Once the duplexes have been successfully folded with constraints, they are remarkably stable. In general, the results are not greatly affected by the additional degrees of freedom. An unfavorable case is 1KD5, where a slightly less favorable conformation appears with a similar energy of the native with two puckers wrongly predicted. A similar case is observed in 402D, where an incorrect structure has practically the same energy as a better structure listed in the table. For the 1L2X pseudoknot structure we obtain a reasonable agreement without sampling glycosidic bond angle and pucker. However, it turns out that the refinement improves the INF corresponding to non-canonical pairs, and reduces the number of false positive base–phosphate interactions from five to two. For this system, the number of true positives is zero, so that INF is zero irrespectively of the number of false positives. We also see that some bases can flip to syn state (the only cases on the present set), although they are unpaired or bulged. In addition, the first two unpaired nucleotides turn more flexible under the refinement. By neglecting them from the analysis, the RMSD improves to 3.3Å. A depiction of this structure is found in Figure 4.
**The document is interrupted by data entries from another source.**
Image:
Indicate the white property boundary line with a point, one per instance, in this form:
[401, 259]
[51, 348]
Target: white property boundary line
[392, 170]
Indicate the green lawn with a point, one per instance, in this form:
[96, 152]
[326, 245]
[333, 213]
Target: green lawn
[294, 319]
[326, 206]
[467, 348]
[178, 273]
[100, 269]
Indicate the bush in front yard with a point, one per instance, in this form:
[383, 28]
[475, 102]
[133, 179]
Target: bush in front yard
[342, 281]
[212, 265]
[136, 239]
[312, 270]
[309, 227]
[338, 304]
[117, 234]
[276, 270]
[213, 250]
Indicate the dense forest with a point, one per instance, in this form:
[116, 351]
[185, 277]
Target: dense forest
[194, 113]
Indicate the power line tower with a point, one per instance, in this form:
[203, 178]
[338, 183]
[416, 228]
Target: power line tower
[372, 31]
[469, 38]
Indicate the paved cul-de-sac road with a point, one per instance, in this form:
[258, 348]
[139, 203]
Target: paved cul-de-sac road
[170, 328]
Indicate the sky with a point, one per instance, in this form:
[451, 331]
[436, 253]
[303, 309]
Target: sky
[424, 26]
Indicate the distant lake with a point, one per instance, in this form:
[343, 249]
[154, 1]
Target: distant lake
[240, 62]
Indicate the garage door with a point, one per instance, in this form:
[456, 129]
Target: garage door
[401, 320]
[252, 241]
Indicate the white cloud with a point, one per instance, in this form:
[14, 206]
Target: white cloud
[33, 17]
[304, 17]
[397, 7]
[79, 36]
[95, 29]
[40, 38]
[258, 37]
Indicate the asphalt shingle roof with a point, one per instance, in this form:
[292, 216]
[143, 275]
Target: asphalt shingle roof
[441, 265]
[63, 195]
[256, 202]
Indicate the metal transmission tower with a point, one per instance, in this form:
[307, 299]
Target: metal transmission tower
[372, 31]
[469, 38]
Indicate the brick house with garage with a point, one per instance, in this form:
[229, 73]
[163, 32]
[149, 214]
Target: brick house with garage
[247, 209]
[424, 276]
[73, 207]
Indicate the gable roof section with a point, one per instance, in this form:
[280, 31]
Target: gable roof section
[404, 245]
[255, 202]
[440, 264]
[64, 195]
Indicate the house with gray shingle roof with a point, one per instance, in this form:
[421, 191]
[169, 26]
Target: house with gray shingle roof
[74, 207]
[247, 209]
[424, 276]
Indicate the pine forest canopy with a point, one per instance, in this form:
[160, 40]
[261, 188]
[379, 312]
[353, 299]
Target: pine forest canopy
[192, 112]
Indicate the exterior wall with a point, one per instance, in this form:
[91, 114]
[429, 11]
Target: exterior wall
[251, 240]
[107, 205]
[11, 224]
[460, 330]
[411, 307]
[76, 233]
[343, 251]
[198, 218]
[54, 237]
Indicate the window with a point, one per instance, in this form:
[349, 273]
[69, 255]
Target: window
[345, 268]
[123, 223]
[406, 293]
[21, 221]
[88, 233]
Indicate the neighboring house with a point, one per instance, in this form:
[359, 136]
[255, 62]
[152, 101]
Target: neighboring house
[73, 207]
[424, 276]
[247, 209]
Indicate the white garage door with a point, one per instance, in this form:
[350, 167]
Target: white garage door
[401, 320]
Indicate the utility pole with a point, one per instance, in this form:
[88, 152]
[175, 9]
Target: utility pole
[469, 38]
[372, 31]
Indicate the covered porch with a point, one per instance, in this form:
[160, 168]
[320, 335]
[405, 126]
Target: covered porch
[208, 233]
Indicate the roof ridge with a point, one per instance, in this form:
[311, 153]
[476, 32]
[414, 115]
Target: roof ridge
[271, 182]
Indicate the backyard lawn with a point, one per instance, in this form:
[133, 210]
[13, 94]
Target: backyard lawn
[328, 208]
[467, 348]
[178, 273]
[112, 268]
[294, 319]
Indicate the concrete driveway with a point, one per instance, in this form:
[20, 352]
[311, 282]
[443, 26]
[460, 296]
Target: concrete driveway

Anchored internal loops and junctions
We simulated a small subset of the FARFAR motifs (47). For a detailed description, see the Supplementary Data Section 1. In this case, each motif is completely flexible while the nucleotides of its environment are frozen in space. This included the initial and terminal nucleotides of the strands involved, plus any interacting nucleotide according to FR3D or a nucleobase with a C4′ atom separated by a distance smaller than 12Å from any atom of the motif. The results are presented in Table 3.
Table 3. RMSD and INF scores for subset of FARFAR motifs.
Structure | RMSD(Å) | INFst | INFwc | INFnc | INFbph |
---|---|---|---|---|---|
157D1 | 0.7 | 1 | 1 | 1 | - |
157D1(χpc) | 0.7 | 1 | 1 | 1 | - |
1D4R1 | 0.7 | 0.94 | 1 | 1 | - |
1D4R1(χpc) | 0.6 | 0.94 | 1 | 1 | - |
1JJ21 | 5 | 0.55 | 1 | 0 | 0 |
1JJ21(χpc) | 3.7 | 0.62 | 1 | 0.25 | 0 |
1LNT1 | 1 | 0.96 | 1 | 0.89 | 1 |
1LNT1(χpc) | 1.1 | 0.96 | 1 | 0.89 | 1 |
1Q9A1 | 1.1 | 0.91 | 1 | 1 | 1 |
1Q9A1(χpc) | 0.9 | 0.91 | 1 | 1 | 1 |
1U9S1 | 5.9 | 0.22 | 0.71 | - | - |
1U9S1(χpc) | 4.6 | 0.67 | 0.71 | - | 0 |
2GDI1 | 0.9 | 1 | 1 | - | - |
2GDI1(χpc) | 2.3 | 0.8 | 1 | - | - |
2OUI1 | 1.8 | 0.75 | 1 | 0.5 | - |
2OIU1(χpc) | 2.1 | 0.77 | 0.87 | 0 | - |
2R8S1 | 1 | 0.88 | 1 | 1 | - |
2R8S1(χpc) | 1 | 0.88 | 1 | 1 | - |
2R8S3 | 3.6 | 0.53 | 1 | 0.29 | - |
2R8S3(χpc) | 5.5 | 0.5 | 1 | 0.29 | - |
The results are reasonable, showing that in many cases, when the χpc simulations produce good enough results, the additional degrees of freedom introduced by the χp refinement do not compromise the structure.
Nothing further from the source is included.